Berangkat dari keresahan terhadap emisi karbon dan limbah pertanian, Tim Carbolight dari Fakultas Teknik UGM menghadirkan solusi inovatif berbasis ekonomi sirkular yang mengubah keduanya menjadi bahan bakar penerbangan ramah lingkungan (Sustainable Aviation Fuel/SAF). Inovasi ini mengantarkan mereka meraih Bronze Medal dalam ajang International Paper Competition di Malaysia pada 13–16 Februari 2026 di Alamis City Hotel.
Karya bertajuk “Carbolight Sustainable Aviation Fuel” ini menghadirkan sistem terintegrasi bernama CARBOLIGHT, yang menggabungkan berbagai teknologi dalam satu rantai proses. Sistem ini mencakup penangkapan karbon (carbon capture), gasifikasi biomassa menggunakan supercritical water gasification, reaksi Reverse Water Gas Shift (RWGS), hingga sintesis bahan bakar melalui metode Fischer–Tropsch. Integrasi teknologi ini memungkinkan pemanfaatan emisi karbon dan limbah biomassa secara optimal menjadi energi bersih bernilai tinggi.
Keunggulan utama inovasi ini terletak pada kemampuannya menghubungkan tiga sektor sekaligus, yakni industri sebagai penghasil emisi, sektor pertanian sebagai penyedia biomassa, serta industri aviasi sebagai pengguna energi bersih.
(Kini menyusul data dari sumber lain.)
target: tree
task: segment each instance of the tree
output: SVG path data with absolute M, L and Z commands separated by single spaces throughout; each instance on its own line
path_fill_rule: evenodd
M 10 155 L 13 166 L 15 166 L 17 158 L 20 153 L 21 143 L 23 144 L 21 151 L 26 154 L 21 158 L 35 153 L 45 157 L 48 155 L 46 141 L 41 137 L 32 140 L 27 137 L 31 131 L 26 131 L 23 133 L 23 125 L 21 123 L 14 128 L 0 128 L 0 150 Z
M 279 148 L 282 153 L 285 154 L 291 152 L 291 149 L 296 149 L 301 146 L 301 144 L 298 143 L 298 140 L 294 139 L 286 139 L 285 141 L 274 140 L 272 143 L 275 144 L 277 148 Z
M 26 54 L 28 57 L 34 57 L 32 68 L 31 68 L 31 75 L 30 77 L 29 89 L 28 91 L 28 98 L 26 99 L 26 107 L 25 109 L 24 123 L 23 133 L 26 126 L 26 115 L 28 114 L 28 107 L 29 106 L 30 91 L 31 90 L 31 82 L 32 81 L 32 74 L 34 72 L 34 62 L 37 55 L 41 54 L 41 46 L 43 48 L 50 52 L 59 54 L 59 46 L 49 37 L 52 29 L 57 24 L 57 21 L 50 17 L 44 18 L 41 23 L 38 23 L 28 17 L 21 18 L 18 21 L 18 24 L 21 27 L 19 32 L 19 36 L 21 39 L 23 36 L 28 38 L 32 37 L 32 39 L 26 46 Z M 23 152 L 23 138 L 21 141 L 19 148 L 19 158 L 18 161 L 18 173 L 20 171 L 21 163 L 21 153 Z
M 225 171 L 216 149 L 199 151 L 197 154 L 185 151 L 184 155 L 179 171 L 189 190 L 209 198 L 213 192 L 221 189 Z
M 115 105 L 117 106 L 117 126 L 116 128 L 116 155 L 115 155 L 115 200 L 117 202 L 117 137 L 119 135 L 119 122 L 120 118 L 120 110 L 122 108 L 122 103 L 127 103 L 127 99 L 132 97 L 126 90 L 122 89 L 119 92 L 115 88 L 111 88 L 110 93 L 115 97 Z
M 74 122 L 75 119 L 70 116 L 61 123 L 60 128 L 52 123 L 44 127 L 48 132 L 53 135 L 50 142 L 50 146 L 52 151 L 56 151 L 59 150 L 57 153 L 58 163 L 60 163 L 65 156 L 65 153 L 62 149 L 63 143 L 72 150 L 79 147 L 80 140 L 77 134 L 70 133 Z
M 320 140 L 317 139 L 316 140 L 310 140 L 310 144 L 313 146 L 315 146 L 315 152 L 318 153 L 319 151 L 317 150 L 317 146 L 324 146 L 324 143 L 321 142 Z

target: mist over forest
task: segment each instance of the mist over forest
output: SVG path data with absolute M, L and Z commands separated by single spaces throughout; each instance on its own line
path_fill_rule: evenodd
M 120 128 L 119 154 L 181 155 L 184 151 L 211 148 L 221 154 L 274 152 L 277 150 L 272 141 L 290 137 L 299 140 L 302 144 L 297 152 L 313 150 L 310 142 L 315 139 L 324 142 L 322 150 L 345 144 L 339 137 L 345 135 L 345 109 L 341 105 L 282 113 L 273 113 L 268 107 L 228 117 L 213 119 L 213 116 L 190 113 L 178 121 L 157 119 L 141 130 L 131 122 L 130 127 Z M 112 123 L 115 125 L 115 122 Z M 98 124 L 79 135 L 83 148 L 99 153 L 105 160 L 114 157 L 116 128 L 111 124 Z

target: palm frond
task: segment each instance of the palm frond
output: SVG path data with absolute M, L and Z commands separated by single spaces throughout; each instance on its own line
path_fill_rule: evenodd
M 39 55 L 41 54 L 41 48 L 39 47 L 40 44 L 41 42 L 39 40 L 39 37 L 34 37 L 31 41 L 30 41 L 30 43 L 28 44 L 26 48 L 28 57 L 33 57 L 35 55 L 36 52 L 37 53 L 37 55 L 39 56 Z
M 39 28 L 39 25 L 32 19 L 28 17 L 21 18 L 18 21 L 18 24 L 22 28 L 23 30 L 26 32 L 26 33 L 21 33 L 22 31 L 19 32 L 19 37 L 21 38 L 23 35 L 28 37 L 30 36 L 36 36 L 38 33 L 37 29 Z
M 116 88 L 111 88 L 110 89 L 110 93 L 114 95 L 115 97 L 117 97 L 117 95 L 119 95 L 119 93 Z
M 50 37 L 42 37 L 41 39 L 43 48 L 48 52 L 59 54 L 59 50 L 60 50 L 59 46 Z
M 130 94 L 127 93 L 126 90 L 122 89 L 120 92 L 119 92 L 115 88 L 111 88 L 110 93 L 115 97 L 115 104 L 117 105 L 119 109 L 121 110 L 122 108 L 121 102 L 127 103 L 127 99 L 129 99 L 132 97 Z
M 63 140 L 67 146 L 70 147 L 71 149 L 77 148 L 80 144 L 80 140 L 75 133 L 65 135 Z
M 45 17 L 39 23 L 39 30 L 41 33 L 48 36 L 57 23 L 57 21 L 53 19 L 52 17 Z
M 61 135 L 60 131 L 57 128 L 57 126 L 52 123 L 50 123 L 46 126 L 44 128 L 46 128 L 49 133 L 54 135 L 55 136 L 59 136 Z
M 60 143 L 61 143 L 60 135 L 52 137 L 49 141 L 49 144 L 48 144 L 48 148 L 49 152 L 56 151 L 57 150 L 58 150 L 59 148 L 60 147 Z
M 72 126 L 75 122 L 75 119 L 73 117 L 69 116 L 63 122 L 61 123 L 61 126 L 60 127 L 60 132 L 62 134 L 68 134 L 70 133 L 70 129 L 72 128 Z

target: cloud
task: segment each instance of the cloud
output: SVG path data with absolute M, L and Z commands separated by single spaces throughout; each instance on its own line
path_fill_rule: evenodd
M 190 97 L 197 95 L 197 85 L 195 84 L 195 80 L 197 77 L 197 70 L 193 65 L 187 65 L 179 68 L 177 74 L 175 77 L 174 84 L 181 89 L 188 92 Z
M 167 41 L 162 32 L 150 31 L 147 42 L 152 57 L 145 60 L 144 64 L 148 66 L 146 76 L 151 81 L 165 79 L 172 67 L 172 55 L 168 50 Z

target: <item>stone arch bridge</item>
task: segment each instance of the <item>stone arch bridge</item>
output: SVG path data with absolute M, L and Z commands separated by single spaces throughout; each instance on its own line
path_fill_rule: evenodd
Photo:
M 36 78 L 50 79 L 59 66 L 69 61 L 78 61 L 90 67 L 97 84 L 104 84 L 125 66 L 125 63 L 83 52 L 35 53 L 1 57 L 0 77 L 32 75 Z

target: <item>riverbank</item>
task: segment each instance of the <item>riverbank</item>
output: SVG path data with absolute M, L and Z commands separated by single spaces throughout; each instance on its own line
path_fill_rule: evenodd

Dengan pendekatan ini, CARBOLIGHT tidak hanya berpotensi menurunkan emisi karbon secara signifikan, tetapi juga membuka peluang ekonomi baru bagi petani melalui pemanfaatan limbah pertanian, sekaligus mendorong transisi energi berkelanjutan di sektor transportasi udara.
Tim Carbolight terdiri atas Arief Putra Pratama dan Naufal Fabianito Assariy dari Program Studi S1 Teknik Mesin, serta Muhamad Daffa Raditya Widyadana, Reva Arma Jala Antariksa, dan Nugroho Ibrahim dari Program Studi S1 Teknik Kimia. Dalam pengembangannya, tim ini dibimbing oleh Dr.-Ing. Ir. Teguh Ariyanto, S.T., M.Eng., IPM, ASEAN Eng.
Ke depan, Tim Carbolight berharap inovasi CARBOLIGHT System dapat dikembangkan lebih lanjut dari tahap konseptual menuju riset lanjutan dan implementasi nyata melalui kolaborasi dengan akademisi, pemerintah, serta mitra industri. Mereka juga menargetkan kontribusi nyata terhadap pencapaian net zero emission, penguatan kemandirian energi nasional, serta menginspirasi mahasiswa lain untuk terus berinovasi dalam menjawab tantangan global, khususnya di bidang transisi energi dan pembangunan berkelanjutan.